From a tattered coat pocket he produced a single ticket with the ENO’s official logo on it for that evening’s performance of Radimisto. It had sold for ninety pounds.
“Don’t you want it,” I began, stumbling for speech and trying to wrap my head around what was happening. I was being offered a ticket for the best seat in the house to the opera, by a man who sold the Big Issue on the street.
“Nah, it’s a warm night. I’ve seen this production about five times and I’m getting tired of it. Besides, you always smile at me when you go by and I like to see you smile. You’ve never been to the opera before, you said.” Did I really smile at him? Usually, when I was going up that street I was in such a rush that I didn’t think I noticed anybody.

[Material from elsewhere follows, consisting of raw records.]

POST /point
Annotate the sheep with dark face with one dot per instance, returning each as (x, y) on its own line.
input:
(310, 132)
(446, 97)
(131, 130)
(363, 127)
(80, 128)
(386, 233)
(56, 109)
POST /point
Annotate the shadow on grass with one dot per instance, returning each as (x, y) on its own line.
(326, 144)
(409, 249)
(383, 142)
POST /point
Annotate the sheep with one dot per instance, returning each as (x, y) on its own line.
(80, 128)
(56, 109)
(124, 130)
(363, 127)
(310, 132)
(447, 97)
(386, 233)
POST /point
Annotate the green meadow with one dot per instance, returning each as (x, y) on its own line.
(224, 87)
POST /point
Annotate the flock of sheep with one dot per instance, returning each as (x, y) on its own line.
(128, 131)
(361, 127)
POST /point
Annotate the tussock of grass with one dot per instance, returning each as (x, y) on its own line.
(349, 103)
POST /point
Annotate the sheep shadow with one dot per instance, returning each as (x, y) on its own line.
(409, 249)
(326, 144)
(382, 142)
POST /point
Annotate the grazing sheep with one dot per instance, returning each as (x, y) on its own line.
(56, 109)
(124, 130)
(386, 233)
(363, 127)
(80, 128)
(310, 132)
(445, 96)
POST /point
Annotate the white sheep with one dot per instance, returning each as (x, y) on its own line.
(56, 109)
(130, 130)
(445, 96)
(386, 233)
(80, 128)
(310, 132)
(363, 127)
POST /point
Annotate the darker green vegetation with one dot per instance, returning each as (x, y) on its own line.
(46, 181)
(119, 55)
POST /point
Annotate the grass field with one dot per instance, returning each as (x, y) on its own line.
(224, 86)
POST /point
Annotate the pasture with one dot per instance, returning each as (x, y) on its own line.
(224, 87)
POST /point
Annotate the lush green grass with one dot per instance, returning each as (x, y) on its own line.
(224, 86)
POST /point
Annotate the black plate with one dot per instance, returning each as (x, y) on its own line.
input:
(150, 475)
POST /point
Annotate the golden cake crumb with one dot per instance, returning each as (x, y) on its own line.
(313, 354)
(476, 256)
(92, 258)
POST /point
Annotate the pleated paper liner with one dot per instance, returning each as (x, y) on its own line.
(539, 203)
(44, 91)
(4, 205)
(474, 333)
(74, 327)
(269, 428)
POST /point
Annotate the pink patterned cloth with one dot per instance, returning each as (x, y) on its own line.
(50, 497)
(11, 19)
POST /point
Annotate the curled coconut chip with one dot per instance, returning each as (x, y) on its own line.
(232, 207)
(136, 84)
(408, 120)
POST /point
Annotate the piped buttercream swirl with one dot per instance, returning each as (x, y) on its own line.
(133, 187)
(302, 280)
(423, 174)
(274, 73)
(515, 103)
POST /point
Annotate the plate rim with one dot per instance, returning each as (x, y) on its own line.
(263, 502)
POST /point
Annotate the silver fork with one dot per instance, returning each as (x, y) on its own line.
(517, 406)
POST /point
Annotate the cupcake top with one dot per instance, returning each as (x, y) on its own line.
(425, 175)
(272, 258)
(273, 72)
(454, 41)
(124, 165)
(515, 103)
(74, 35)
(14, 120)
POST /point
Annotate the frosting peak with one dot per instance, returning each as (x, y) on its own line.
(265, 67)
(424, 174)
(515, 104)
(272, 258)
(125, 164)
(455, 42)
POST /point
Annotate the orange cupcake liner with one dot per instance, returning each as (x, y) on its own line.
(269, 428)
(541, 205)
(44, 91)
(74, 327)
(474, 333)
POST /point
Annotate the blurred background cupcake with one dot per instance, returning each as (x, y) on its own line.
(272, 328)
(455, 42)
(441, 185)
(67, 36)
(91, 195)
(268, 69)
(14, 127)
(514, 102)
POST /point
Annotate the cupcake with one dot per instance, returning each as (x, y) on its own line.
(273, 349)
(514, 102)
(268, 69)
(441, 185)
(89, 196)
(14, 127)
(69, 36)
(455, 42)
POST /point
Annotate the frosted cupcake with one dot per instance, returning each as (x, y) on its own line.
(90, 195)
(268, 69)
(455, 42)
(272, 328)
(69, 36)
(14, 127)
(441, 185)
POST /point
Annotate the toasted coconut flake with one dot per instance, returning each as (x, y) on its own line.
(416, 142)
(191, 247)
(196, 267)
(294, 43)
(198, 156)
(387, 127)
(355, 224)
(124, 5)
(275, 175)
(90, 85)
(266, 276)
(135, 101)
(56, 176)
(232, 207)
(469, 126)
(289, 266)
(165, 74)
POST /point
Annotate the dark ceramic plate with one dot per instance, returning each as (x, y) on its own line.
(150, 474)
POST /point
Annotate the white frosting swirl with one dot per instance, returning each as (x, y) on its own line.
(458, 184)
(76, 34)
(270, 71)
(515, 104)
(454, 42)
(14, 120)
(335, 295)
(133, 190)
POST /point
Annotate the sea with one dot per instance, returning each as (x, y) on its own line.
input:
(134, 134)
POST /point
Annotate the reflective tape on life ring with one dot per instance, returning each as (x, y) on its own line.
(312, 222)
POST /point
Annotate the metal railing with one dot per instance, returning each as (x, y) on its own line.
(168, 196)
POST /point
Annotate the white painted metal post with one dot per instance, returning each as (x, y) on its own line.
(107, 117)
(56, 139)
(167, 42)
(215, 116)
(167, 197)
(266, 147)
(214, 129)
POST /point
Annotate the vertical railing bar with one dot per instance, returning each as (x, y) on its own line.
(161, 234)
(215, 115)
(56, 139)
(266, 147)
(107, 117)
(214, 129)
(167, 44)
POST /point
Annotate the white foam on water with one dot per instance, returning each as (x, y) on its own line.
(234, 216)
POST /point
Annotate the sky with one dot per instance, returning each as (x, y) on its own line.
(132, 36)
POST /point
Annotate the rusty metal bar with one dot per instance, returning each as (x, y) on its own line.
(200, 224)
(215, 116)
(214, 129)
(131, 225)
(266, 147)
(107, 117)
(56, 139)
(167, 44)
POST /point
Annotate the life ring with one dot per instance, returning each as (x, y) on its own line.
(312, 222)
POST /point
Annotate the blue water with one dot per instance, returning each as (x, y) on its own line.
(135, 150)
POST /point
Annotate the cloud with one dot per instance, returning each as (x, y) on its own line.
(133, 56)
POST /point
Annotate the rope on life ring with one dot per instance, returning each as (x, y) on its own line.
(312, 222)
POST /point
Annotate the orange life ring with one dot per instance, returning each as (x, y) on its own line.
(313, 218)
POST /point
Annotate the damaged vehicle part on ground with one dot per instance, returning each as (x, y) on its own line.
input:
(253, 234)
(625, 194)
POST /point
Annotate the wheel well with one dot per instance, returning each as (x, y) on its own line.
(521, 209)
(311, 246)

“No, I’ve never been to the opera. I- I’ve always wanted to, but… I can’t take this ticket, it’s not for accessible seating,” I stammered. Absolutely nothing in my life had remotely prepared me for a situation as gracious as this.
“Oh, that’s not a problem. I know everyone on staff here. Eddie will change your ticket to one you can get to, no questions asked. I’ve known him for years.” At this point, if I hadn’t been sitting in my wheelchair I would have fallen over. “Let me just hide this Big Issue badge, so the public doesn’t mind me, and we’ll go in and I’ll introduce you.”
“I really don’t deserve this,” I muttered under my breath, realizing my horrible actions of a few minutes ago.
“I’ve been to the opera over eighty times this year. I’ve been a drinker my whole life. Look at me. Do you think, out of anyone in this city I deserve to go to the opera multiple times a week? People just give me their ticket when their friend can’t make it or they have a conflict. I don’t deserve it, it’s a gift.” With that he took me inside.
After the performance that night, with the snow coming down against the taxi I took home, I had grace on my mind. It is one of the few words left in the English language which doesn’t have a negative connotation. Charity, faith, hope, even love can be said in such a sneering tone that it gives the impression of naiveté and starry eyes. ‘Grace’ has yet to be soiled by such cynicism. There is no such thing, yet, as being too graceful. I have yet to read a performance review where the critic says “the singer’s grace was distracting and lead to a loss of depth in the character.” We love grace in all its forms, in movement, in character, in language, in passion. We talk about the ‘grace of God’ when we are afforded a fortune we do not deserve. In short grace saves us from a very bleak existence.
In music a grace note is defined as “an extra note added as an embellishment and not essential to the harmony or melody.” And perhaps in an aria or composition a grace note is not essential. In fact, many who do not find value in music or art may say the entire piece is inessential to life on this planet. We can survive without art, or music, or dance. But the fact that a Big Issue seller finds joy in being given tickets to the opera eighty times per year proves that we cannot survive without grace. The fact that he was willing to give his ticket to me, a cynical person more willing to rush about her day than look at the man right in front of her who offers a gift, proves it still further.